Maybe oxygen would have helped me focus on the instructions, but the diagrams for the partial placket just confused me - I'm used to the shaded areas of the tech drawings in pattern instructions representing the right side of the fabric, but for StyleArc the shaded areas mean the wrong side. Ha!
Too confusing for late nights, and so I fell down the nightmarish rabbit hole of dodgy internet tutorials.
If you get stuck on the partial placket, can I strongly suggest you stay away from your computer at this point? The best thing to do - if you want to avoid learning how to sew a crooked faux partial placket on top of a child's t-shirt - is to furrow your brow, stick your fingers in your ears, take a deep gulp of air, and re-read, re-read, and re-read StyleArc's instructions and diagram as slowly as you can.
Eventually the placket instructions made sense and my own partial placket took shape. I don't think it's a good example of a placket, and I think the placket design and instructions could have been better - the way this placket is designed gives you a lot of bulk at the bottom of the placket where the left and right sides are both folded under, and I'm thinking perhaps it could have been drafted as a single strip with a double rather than quadruple layer of fabric at the bottom.
Oh and if you get the bright idea of slightly staggering the heights of the two placket pieces to avoid getting a big lump of fabric at the end of the placket, be aware that this will affect your neckline. Mine is now also staggered :).
It still works!
One thing I DO like about the placket is that it needs no buttons or buttonholes. At this point in the sewing, my brain thought "Thank #%^&!!" (yes, that is a direct quote) and I knocked out those horizontals across the placket very quickly, not even bothering to check the spacing or straightness.
And back to the collar; I should mention that it's drafted as two curved pieces with narrow seam allowances - absolutely do-able in linen with a hot iron and lots of care, but probably a real challenge in something drapey.

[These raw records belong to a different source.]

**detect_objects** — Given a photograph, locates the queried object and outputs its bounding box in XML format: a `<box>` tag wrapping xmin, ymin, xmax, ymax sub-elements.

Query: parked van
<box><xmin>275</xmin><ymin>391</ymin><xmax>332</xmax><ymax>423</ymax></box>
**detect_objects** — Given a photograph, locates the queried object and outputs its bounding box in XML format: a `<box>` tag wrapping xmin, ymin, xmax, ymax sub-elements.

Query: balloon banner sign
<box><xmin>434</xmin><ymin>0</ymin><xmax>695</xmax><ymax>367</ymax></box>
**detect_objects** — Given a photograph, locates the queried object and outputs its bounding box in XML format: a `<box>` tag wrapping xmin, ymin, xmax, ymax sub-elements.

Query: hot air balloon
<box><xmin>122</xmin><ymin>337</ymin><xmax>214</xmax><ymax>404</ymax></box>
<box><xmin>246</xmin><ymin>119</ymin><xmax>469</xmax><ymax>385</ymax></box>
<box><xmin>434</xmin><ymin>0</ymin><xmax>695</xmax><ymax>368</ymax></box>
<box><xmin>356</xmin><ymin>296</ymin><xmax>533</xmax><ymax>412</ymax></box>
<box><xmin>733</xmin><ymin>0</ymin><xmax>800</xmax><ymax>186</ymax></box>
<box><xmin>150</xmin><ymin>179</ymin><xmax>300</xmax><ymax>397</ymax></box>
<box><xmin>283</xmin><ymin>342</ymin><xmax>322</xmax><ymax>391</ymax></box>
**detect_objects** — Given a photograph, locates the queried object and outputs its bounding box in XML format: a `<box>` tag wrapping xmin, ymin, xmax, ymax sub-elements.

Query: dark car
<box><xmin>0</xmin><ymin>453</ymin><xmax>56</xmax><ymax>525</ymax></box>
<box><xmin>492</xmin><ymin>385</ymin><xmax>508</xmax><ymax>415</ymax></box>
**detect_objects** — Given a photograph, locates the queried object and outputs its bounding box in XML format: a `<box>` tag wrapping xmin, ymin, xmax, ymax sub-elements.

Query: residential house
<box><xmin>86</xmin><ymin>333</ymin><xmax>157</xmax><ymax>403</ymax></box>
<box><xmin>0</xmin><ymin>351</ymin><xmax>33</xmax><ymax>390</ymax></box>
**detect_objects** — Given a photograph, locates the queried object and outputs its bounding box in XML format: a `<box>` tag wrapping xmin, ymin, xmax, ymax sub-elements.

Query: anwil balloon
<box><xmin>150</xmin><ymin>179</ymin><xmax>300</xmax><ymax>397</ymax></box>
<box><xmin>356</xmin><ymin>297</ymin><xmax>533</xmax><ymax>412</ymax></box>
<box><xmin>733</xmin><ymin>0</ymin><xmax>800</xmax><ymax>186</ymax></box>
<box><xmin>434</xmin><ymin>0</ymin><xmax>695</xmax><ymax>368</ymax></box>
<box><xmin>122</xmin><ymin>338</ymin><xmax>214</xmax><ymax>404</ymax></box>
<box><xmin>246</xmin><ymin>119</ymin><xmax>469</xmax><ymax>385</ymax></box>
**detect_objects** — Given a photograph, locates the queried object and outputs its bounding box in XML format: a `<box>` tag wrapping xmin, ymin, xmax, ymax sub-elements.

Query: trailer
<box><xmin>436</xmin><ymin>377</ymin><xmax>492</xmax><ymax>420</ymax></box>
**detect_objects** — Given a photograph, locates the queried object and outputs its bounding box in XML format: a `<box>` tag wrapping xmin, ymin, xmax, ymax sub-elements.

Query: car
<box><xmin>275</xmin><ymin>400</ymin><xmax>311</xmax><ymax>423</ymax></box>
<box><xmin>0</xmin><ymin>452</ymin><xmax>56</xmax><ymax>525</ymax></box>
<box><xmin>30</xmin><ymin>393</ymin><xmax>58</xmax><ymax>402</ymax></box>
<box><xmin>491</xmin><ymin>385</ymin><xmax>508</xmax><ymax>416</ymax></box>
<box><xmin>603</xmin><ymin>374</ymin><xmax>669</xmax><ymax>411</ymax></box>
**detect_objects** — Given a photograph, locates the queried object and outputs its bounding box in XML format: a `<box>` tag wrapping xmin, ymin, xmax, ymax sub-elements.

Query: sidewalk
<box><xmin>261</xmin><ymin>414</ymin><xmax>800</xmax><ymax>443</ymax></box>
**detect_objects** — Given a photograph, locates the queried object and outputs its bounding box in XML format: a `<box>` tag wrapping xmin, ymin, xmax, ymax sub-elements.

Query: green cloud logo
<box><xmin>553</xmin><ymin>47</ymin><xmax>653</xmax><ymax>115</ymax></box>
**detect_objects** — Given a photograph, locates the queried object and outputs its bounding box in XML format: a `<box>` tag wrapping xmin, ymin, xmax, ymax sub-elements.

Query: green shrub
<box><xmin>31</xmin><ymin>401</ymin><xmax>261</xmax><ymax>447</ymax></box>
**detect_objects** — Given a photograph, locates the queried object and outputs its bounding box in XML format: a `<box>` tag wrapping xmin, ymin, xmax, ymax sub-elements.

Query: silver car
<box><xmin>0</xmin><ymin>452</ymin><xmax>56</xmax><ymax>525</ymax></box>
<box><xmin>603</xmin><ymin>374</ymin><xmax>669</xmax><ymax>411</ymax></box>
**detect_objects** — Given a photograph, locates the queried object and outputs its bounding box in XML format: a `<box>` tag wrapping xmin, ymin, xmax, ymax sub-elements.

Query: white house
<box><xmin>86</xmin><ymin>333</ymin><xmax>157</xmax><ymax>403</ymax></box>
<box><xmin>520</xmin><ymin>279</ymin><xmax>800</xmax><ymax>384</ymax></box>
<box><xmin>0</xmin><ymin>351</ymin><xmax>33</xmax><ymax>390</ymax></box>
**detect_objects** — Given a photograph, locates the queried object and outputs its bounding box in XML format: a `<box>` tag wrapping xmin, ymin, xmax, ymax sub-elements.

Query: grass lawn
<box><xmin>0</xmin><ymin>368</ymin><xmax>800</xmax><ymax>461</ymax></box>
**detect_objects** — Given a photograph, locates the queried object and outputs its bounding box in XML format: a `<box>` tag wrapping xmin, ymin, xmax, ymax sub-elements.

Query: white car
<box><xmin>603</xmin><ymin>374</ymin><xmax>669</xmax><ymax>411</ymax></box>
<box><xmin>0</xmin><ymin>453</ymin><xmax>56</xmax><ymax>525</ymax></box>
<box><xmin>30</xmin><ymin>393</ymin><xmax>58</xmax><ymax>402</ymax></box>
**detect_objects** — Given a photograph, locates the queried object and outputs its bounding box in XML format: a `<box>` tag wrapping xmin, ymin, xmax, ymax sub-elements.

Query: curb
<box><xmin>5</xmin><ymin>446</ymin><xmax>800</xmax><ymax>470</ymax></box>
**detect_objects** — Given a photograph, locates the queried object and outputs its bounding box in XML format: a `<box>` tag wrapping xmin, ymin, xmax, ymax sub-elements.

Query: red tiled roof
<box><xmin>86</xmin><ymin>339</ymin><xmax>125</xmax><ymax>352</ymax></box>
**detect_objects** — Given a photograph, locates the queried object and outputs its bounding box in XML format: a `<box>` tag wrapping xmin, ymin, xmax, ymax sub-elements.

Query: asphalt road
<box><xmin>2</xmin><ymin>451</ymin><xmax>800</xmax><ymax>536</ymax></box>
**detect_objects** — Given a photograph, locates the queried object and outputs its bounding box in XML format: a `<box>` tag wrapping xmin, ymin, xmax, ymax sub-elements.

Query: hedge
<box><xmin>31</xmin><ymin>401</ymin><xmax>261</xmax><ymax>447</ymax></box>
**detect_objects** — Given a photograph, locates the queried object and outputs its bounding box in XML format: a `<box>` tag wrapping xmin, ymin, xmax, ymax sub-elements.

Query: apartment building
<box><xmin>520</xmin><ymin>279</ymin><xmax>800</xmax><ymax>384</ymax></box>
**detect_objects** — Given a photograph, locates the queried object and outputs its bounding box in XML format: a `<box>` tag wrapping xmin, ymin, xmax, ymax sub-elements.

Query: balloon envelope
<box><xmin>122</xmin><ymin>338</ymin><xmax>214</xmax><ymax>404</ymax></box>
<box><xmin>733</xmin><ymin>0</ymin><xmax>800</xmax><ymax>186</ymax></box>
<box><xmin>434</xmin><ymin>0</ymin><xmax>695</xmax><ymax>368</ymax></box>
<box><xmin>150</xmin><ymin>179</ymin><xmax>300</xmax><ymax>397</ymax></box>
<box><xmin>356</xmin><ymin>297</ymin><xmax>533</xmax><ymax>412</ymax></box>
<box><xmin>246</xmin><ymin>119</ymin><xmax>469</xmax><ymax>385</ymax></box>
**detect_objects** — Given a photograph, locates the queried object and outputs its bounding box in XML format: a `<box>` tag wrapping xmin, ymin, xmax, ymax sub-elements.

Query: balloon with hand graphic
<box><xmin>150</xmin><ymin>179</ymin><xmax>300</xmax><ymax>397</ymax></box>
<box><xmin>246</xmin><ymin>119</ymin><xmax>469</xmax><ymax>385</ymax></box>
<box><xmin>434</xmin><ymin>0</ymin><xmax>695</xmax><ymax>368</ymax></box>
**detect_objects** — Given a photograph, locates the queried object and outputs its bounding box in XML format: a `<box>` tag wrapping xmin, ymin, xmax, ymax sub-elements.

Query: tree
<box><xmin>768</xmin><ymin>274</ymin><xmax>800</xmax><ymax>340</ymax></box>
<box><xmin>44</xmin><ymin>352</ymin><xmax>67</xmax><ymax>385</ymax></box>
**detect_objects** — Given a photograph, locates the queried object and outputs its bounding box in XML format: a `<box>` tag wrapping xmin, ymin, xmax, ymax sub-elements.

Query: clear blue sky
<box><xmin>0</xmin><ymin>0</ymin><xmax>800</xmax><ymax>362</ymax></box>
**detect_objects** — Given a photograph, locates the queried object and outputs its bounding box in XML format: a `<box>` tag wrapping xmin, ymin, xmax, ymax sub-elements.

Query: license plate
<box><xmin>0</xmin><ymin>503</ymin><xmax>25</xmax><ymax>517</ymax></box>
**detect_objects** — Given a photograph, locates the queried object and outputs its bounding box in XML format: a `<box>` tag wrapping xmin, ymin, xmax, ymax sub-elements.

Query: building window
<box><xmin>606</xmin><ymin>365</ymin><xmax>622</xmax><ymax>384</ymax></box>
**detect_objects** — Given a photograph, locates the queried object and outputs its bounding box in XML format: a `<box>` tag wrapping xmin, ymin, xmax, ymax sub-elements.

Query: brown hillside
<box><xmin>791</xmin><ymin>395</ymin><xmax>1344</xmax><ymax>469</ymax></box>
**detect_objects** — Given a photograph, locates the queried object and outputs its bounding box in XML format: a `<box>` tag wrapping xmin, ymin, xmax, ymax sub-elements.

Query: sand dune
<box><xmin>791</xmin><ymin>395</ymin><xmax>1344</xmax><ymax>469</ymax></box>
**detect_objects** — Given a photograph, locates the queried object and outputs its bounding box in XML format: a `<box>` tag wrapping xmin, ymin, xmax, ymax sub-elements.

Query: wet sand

Sue Parrott made this top in a viscose challis last year, and she replaced the drafted collar pieces with a single wider strip of fabric cut on the bias and folded in half lengthwise - it looks good and sounds much more do-able than using two narrower, curved pieces of drapey fabric.
The second last step in sewing this top is attaching the hip bands, the under layer that sticks out below the top with what looks like a split at the sides.
I love the look of this detail - very RTW, I think - but the instructions are not especially clear here either I overlocked the upper edges of the "hip bands" and the lower edge of the top. pressed a deep hem to the top (measured every couple of centimetres to keep it the same depth all round), then pinned the hem bands to the inside of the top. I then measured the depth of the hip band all the way around the top to make sure it was consistent, especially near the side splits, and THEN stitched the layers together in the round with a little overlap between the front and back hip bands on the inside seams.
Once the hip bands are done you're nearly there - all you have left to do are the sleeves or armhole bindings.
StyleArc refers you to a double bind tutorial on their website to sew the binding to the armhole, and suggests you make a circle of the binding and attach it to the cicrle of the armhole. If your , but if your fabric is likely to have stretched out at all you can sew the binding in the flat and overlap the ends, or (if you planned ahead) you can sew the binding to the armholes before you sew the side seams of the top. Mine is sewed on with overlapped ends.
And that's it!
The Edith top pattern gave me a few headaches along the way, but in the end I have a top that I'm going to wear heaps. I do recommend the pattern because it makes for a lovely top, but it's definitely a pattern to take on when your head is clear and the lighting is good!